Suppose now that we try the experiment of Art. 28 with several lumps of the same size but of different material; say, one of lead, one of stone, one of cork; and suppose that by the aid of three exactly similar steel springs we can apply an equal constant horizontal force to each lump continuously for an interval of, say, 10 seconds.

What happens? It will be found that the lead, the stone, and the cork, have each a constant number of celos communicated by the force; but that the number of celos given to the cork is greater than the number given to the stone, and the number of celos given to the stone greater than the number given to the lead.
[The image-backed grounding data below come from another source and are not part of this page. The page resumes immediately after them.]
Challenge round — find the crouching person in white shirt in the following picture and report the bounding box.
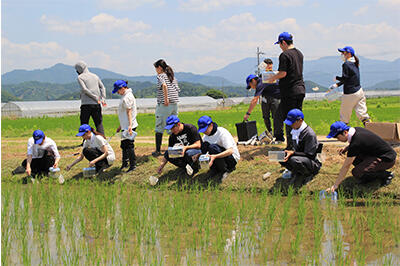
[66,124,115,174]
[197,116,240,181]
[12,130,61,180]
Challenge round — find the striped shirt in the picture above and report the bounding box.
[156,73,180,104]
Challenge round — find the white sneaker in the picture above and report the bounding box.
[282,169,292,179]
[186,164,194,176]
[221,172,230,183]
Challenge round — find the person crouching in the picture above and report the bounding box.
[197,116,240,181]
[157,115,202,176]
[66,124,115,174]
[280,109,322,185]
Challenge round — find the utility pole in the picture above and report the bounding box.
[256,47,265,76]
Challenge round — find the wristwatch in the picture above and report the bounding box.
[246,112,251,116]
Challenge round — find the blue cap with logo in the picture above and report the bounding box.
[198,116,213,133]
[246,74,258,90]
[338,46,355,56]
[33,130,45,144]
[76,124,91,137]
[112,80,127,94]
[327,121,350,138]
[284,109,304,126]
[165,115,180,130]
[274,32,293,45]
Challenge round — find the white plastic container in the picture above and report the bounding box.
[268,151,286,162]
[149,176,159,186]
[199,154,210,170]
[49,167,61,179]
[261,71,278,84]
[121,130,137,140]
[319,190,338,202]
[168,146,184,158]
[325,88,342,102]
[83,167,96,177]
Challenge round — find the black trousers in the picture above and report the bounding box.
[261,96,284,140]
[80,104,105,135]
[279,95,305,149]
[202,143,237,174]
[82,147,109,171]
[22,152,55,177]
[280,156,321,179]
[120,138,136,167]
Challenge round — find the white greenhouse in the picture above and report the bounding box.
[1,96,220,118]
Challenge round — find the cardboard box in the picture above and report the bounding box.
[365,122,400,143]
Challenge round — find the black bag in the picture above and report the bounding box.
[235,121,258,142]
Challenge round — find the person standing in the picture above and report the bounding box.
[197,116,240,181]
[157,115,202,176]
[326,121,396,193]
[12,130,61,180]
[75,61,107,135]
[244,62,284,142]
[113,80,138,173]
[266,32,306,149]
[152,59,180,157]
[66,124,115,174]
[279,109,322,185]
[329,46,370,125]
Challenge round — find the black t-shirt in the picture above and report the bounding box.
[168,123,201,147]
[347,127,397,162]
[278,48,306,98]
[254,79,280,99]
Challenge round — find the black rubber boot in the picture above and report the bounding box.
[126,146,137,173]
[120,148,129,170]
[152,133,163,157]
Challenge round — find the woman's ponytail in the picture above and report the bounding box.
[354,55,360,68]
[154,59,175,82]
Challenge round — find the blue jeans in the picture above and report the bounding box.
[164,148,202,169]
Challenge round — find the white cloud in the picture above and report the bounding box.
[179,0,305,12]
[353,6,369,16]
[40,13,151,35]
[99,0,165,10]
[1,38,115,73]
[378,0,400,10]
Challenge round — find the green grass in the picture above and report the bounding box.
[2,97,399,139]
[2,182,400,265]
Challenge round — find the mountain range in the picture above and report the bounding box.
[206,56,400,89]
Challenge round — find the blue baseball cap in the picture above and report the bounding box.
[246,74,258,90]
[198,116,213,133]
[165,115,180,130]
[284,109,304,126]
[112,80,127,94]
[338,46,355,56]
[274,32,293,45]
[327,121,350,138]
[76,124,91,137]
[33,130,45,144]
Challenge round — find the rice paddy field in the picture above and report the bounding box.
[2,97,400,265]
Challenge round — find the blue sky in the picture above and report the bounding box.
[2,0,400,75]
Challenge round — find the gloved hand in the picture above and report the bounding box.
[329,84,338,90]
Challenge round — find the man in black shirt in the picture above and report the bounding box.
[326,121,396,193]
[279,109,321,185]
[157,115,202,176]
[266,32,306,150]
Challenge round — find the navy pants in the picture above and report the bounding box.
[165,148,202,170]
[280,156,321,179]
[83,147,109,172]
[202,143,237,174]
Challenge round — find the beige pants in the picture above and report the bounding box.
[340,88,369,124]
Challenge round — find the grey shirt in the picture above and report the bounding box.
[75,61,106,105]
[292,126,319,160]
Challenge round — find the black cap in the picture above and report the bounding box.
[264,58,273,65]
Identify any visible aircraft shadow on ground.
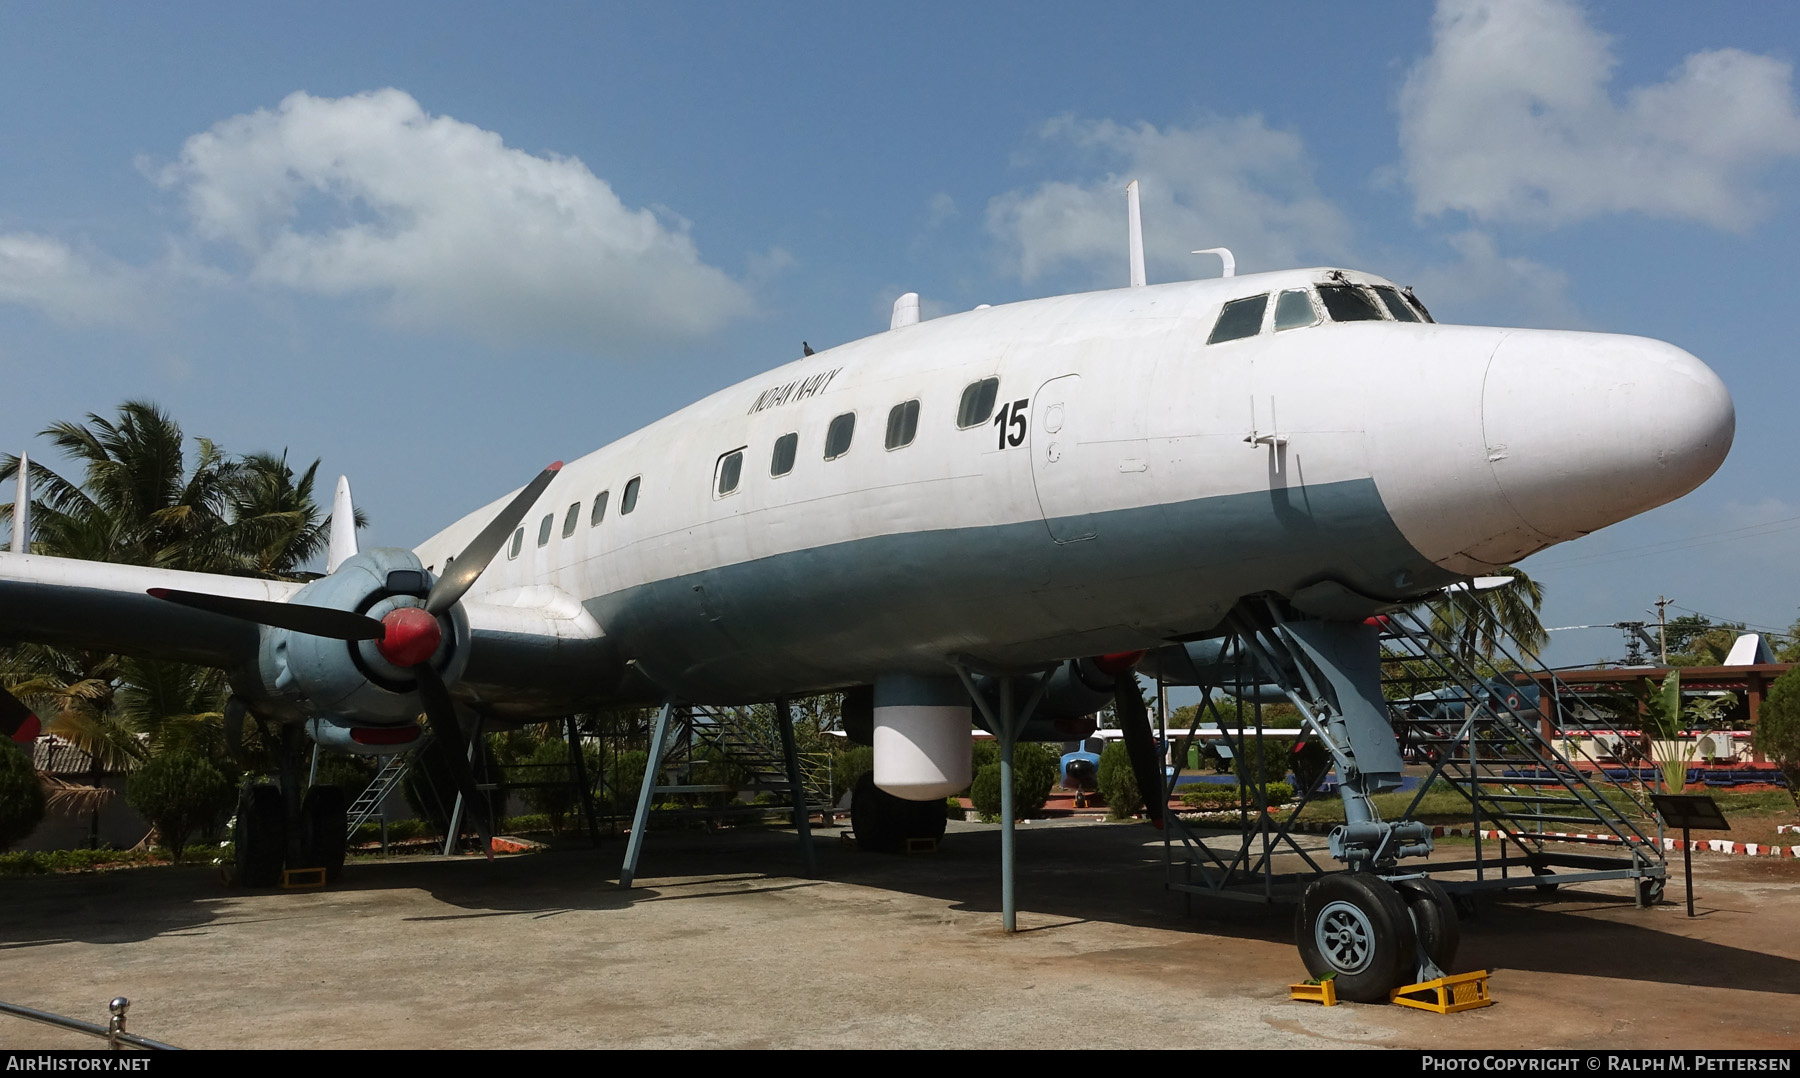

So that by the end of the 10 seconds they will each have acquired a certain number of velos, the cork more than the stone, the stone more than the lead; also, that after the force has been withdrawn, each will continue to move with its own constant velocity, so long as there is nothing in the nature of a force applied to it.

DEF. We choose as our unit mass the mass of a certain lump of metal [called 1 lb. (avoirdupois)].

We call this unit mass a pound, or, 1 lb.

DEF. Force t is that which when applied to mass produces in it acceleration in the direction of the force; so that the force varies as the acceleration which it produces in a given mass; and also varies as the mass in which it can produce a given acceleration [see Art. 40].

DEF. We choose as our unit force that force which acting on a pound produces in it 1 celo.

We call this unit force a poundal.

The statement of Art. 31 is to be given the fullest possible interpretation; it asserts that

I. Force is that which produces acceleration in mass; therefore, whenever a mass has acceleration, it is under the action of some external force.

II. When no external force acts on a mass it has no acceleration, in other words, if at rest, the mass remains at rest, and if in motion, the mass continues to move with uniform velocity.

III. When the force applied to a certain mass is doubled or trebled, etc., then the acceleration produced is doubled or trebled, etc

IV. When the mass to which a certain force is applied is doubled, or trebled, etc., then the acceleration is halved, or divided by three, etc.

V. Every force applied to a mass produces in that mass its proper acceleration in its own direction, independently of any other motion which the mass may have.